Provisional Inventory of the Archives of the VOC Establishments Malabar, Coromandel, Surat and Bengal and Legal Successors (so - called "Dutch Records") (1647 - ) 1664 - 1825 ( - 1852)

Fonds specifications


Custodial history

Nagapatnam / Pulicat
Inv. nos. 601, 799, 924, 977, 1057, 1612 - 1621 and 1634 - 1642 (sometimes referred to as "Coromandel Records") are all that remains of the archives of the factory in Nagapatnam and its successor at Pulicat. Not counting documentation material, they roughly cover the years 1755 - 1756, 1766, 1772 - 1777 and 1818 - 1825. Their custodial history is unknown. A list (kept at Batavia) of the papers dating from the period until 1818 that were handed over to the British in 1825 by the Dutch at Sadras has been published and analysed by J. van Kan as "Lijst der oude boeken van de voormalige Nederlandsche Oost - Indische Compagnie ter kuste Coromandel / List of Records of the Dutch East India Company Settlement on the Coromandel Coast 1702 - 1795" in Verhandelingen van het Koninklijk Bataviaasch Genootschap voor Kunsten en Wetenschappen, 71 (1932). Comparing this extensive list with the very small quantity of Coromandel materials presently kept at the Tamil Nadu Archives, one may be amazed (as was Van Kan himself) how little is left of the original archives.
Anyway, the remaining Coromandel records up to inv. no. 1621 must have been transferred to Madras before c. 1900 because they are mentioned in the Press List of Ancient Dutch Records, From 1657 to 1825, compiled by the Catholic priest Rev.
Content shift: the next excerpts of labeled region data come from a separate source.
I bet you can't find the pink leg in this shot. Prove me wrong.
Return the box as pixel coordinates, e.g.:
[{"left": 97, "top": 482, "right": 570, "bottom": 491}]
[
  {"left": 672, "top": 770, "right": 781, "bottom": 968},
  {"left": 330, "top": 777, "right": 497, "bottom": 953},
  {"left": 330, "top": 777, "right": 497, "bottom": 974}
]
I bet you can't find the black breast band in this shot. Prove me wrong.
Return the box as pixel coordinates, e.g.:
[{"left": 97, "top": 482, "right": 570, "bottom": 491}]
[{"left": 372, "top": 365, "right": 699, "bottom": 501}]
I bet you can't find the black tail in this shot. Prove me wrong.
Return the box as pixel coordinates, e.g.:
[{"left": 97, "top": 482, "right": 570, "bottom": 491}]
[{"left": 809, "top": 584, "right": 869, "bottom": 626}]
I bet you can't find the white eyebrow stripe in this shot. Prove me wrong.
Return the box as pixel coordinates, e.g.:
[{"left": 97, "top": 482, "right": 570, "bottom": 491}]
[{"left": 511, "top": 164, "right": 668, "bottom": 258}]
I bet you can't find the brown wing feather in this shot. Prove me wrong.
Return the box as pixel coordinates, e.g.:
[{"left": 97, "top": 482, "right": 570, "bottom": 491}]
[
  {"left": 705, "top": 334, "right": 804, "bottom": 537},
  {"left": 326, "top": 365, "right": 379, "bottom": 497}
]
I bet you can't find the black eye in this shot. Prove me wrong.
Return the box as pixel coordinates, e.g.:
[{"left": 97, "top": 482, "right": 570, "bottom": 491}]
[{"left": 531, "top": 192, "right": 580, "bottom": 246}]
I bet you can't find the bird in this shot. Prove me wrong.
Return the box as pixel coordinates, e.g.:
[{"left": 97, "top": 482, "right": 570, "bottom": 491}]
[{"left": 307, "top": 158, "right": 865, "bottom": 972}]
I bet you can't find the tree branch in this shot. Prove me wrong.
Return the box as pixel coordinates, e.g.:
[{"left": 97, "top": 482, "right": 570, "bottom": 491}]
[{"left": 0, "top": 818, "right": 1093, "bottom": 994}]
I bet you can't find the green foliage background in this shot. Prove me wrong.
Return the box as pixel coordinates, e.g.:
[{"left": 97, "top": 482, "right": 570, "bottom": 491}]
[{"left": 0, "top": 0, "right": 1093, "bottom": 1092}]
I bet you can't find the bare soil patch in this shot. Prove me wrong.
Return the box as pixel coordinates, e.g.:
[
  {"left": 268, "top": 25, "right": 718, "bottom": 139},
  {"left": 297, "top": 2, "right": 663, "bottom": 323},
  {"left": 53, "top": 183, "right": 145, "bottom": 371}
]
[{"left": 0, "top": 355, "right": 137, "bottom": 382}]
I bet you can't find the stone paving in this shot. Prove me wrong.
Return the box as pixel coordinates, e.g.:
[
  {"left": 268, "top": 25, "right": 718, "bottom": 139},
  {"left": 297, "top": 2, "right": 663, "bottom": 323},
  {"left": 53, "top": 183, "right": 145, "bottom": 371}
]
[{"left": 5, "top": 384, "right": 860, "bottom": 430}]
A.J.M. Heyligers before or around 1900. Apparently, they were merged with the Cochin archives when these were chronologically rearranged. Inv. nos. 1634 - 1642 are only listed in the List of Volumes of Dutch and Danish Records of 1916 (for more information about this work and the Press List, see the section on the Cochin archives). Apart from inv. no. 1642, this is logical because they are copies of memories van overgave (final reports by departing officials) of Coromandel Governors that were made around 1910 by Dutch archivists at Batavia for the British authorities at Madras.